The voices of the women with whom Burton spoke are interspersed throughout the podcast’s production, gripping listeners with their accounts of pain, longing and hope. Their witnesses elucidate with stomach-churning clarity how so many patients would allow the doctor to continue such a painful procedure, especially one that is not strictly medically necessary. Lynn, a special education teacher who experienced eight retrievals at Yale without fentanyl, recalled, “You hear about I.V.F. and how tough of a process it is, mentally and physically. And I just thought, this is what I have to do… This is what women go through.”

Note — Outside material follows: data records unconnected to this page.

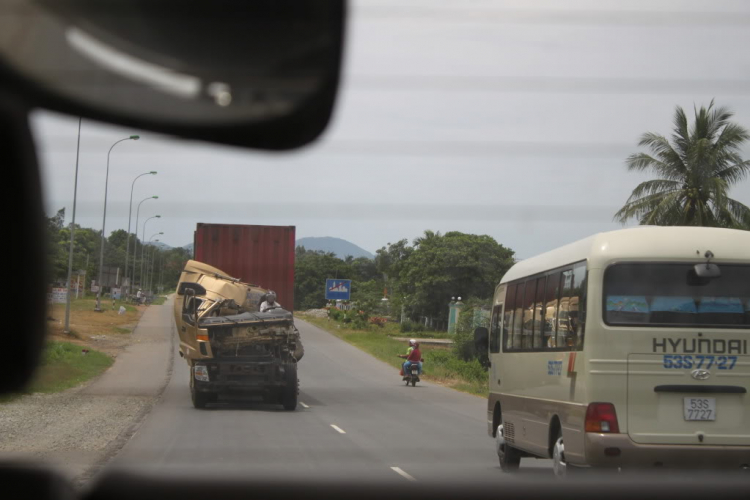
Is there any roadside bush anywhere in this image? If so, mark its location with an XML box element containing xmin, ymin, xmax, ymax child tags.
<box><xmin>369</xmin><ymin>316</ymin><xmax>388</xmax><ymax>328</ymax></box>
<box><xmin>351</xmin><ymin>315</ymin><xmax>368</xmax><ymax>330</ymax></box>
<box><xmin>401</xmin><ymin>321</ymin><xmax>426</xmax><ymax>333</ymax></box>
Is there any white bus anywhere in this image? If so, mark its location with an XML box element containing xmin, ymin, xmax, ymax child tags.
<box><xmin>476</xmin><ymin>226</ymin><xmax>750</xmax><ymax>475</ymax></box>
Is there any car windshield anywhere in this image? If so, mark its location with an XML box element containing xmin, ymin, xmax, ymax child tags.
<box><xmin>0</xmin><ymin>0</ymin><xmax>750</xmax><ymax>485</ymax></box>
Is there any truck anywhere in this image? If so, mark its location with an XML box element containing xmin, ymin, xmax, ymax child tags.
<box><xmin>193</xmin><ymin>223</ymin><xmax>296</xmax><ymax>311</ymax></box>
<box><xmin>174</xmin><ymin>260</ymin><xmax>304</xmax><ymax>411</ymax></box>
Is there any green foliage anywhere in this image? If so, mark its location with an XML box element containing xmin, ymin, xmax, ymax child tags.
<box><xmin>46</xmin><ymin>209</ymin><xmax>192</xmax><ymax>290</ymax></box>
<box><xmin>24</xmin><ymin>342</ymin><xmax>113</xmax><ymax>393</ymax></box>
<box><xmin>614</xmin><ymin>101</ymin><xmax>750</xmax><ymax>230</ymax></box>
<box><xmin>453</xmin><ymin>298</ymin><xmax>490</xmax><ymax>366</ymax></box>
<box><xmin>388</xmin><ymin>231</ymin><xmax>514</xmax><ymax>319</ymax></box>
<box><xmin>401</xmin><ymin>320</ymin><xmax>426</xmax><ymax>333</ymax></box>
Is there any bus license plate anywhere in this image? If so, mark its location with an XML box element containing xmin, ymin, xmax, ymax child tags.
<box><xmin>685</xmin><ymin>398</ymin><xmax>716</xmax><ymax>420</ymax></box>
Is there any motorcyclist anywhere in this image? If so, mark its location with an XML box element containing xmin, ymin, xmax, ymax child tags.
<box><xmin>398</xmin><ymin>339</ymin><xmax>422</xmax><ymax>377</ymax></box>
<box><xmin>260</xmin><ymin>290</ymin><xmax>281</xmax><ymax>312</ymax></box>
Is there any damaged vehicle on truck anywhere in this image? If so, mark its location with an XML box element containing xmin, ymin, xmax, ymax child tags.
<box><xmin>174</xmin><ymin>260</ymin><xmax>304</xmax><ymax>411</ymax></box>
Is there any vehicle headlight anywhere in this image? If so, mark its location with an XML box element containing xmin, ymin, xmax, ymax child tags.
<box><xmin>193</xmin><ymin>365</ymin><xmax>208</xmax><ymax>382</ymax></box>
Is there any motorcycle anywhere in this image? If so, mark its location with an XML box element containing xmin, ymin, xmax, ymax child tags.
<box><xmin>403</xmin><ymin>363</ymin><xmax>419</xmax><ymax>387</ymax></box>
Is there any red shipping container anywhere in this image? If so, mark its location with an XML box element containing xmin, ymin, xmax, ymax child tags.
<box><xmin>193</xmin><ymin>223</ymin><xmax>296</xmax><ymax>311</ymax></box>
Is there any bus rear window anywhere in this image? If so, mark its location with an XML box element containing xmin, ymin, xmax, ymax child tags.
<box><xmin>604</xmin><ymin>263</ymin><xmax>750</xmax><ymax>328</ymax></box>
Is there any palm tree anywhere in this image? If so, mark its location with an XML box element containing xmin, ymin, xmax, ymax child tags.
<box><xmin>614</xmin><ymin>100</ymin><xmax>750</xmax><ymax>230</ymax></box>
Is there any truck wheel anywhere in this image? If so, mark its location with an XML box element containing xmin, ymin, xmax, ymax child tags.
<box><xmin>190</xmin><ymin>387</ymin><xmax>214</xmax><ymax>409</ymax></box>
<box><xmin>190</xmin><ymin>370</ymin><xmax>214</xmax><ymax>409</ymax></box>
<box><xmin>281</xmin><ymin>365</ymin><xmax>299</xmax><ymax>411</ymax></box>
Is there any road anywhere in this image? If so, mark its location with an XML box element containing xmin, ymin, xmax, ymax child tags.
<box><xmin>97</xmin><ymin>296</ymin><xmax>551</xmax><ymax>484</ymax></box>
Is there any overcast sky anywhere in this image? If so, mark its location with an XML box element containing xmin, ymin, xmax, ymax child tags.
<box><xmin>32</xmin><ymin>0</ymin><xmax>750</xmax><ymax>258</ymax></box>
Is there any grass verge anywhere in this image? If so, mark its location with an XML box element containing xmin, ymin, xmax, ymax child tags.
<box><xmin>0</xmin><ymin>341</ymin><xmax>113</xmax><ymax>402</ymax></box>
<box><xmin>151</xmin><ymin>295</ymin><xmax>167</xmax><ymax>306</ymax></box>
<box><xmin>299</xmin><ymin>315</ymin><xmax>489</xmax><ymax>397</ymax></box>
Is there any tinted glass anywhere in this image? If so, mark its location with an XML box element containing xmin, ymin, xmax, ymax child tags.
<box><xmin>503</xmin><ymin>285</ymin><xmax>516</xmax><ymax>349</ymax></box>
<box><xmin>534</xmin><ymin>277</ymin><xmax>547</xmax><ymax>349</ymax></box>
<box><xmin>490</xmin><ymin>306</ymin><xmax>503</xmax><ymax>352</ymax></box>
<box><xmin>542</xmin><ymin>273</ymin><xmax>561</xmax><ymax>348</ymax></box>
<box><xmin>513</xmin><ymin>283</ymin><xmax>525</xmax><ymax>349</ymax></box>
<box><xmin>604</xmin><ymin>264</ymin><xmax>750</xmax><ymax>328</ymax></box>
<box><xmin>521</xmin><ymin>280</ymin><xmax>536</xmax><ymax>349</ymax></box>
<box><xmin>556</xmin><ymin>270</ymin><xmax>573</xmax><ymax>347</ymax></box>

Our cultural image of the mother as martyr rears its ugly head here, placing women in a position where they undergo excruciating pain for their potential children. There is a deeper failure here, however, in that pain management is not just administered for patients’ comfort but their safety. With a long needle in the pelvic cavity, sudden movements and spasms present a serious risk, one that the team at Yale should have addressed immediately. Instead, they continued, even discharging women expressing severe pain after their retrieval, a sign that something may have gone wrong.

To reduce these women’s experiences of I.V.F. to the baby at the end of it, as beloved as those babies are, ignores the reality of the women’s trauma and the fullness of their humanity.

In the second half of the podcast, Burton moves to a case-study style assessment of institutional accountability at Yale by following a lawsuit brought by 70 patients against the clinic and conducting anonymous interviews with staff. Here, we learn that this is not just a story about Monticone. We learn that Yale, an institution with a then-$31.2 billion endowment, did not have a Pyxis, a medication dispensing machine that records each transaction. Nor did they provide propofol, a deeper sedative commonly used in egg retrievals. Instead, when met with increased reports of pain, Yale sent a doctor to speak to staffers about being more empathic during procedures, never investigating other reasons for these reports like the drug supply.

Burton’s experience at “This American Life” shines through in her compassionate tone and investigative skills, which place this story within the context of a medical culture that normalizes women’s pain. Women, and especially women of color, are more likely than their male counterparts to be dismissed for reports of pain in medical settings. Our broader culture denigrates the hysterical, childless woman and venerates the docile, self-sacrificial mother: “This is what women go through,” the series reminds us, again and again. At its core, “The Retrievals” is a story about women’s pain and the stories we tell about it.

“The Retrievals” speaks to the tendency to reduce medical science to a kind of scientific problem-solving, rather than the profoundly human endeavor that it is. Burton reminds listeners that I.V.F. outcomes are measured in live births—an essential part of the picture—but insufficient in capturing these women’s suffering and the breach of trust. Of the 12 women Burton spoke to for the podcast, nine ended up having children.

But to reduce these women’s experiences of I.V.F. to the baby at the end of it, as beloved as those babies are, ignores the reality of the women’s trauma and the fullness of their humanity. Camise, a former Yale patient, told Burton, “To trust people with something as priceless as your child or whatever it is you’re doing to bring a child into this world and to lose that trust, it’s not something you ever get over.” Yale said that the incident had no impact on their outcome of care. Burton, and the women’s testimonies elegantly woven throughout the narrative, insist that the process cannot be extricated from the outcomes. Their pain mattered—and it still does.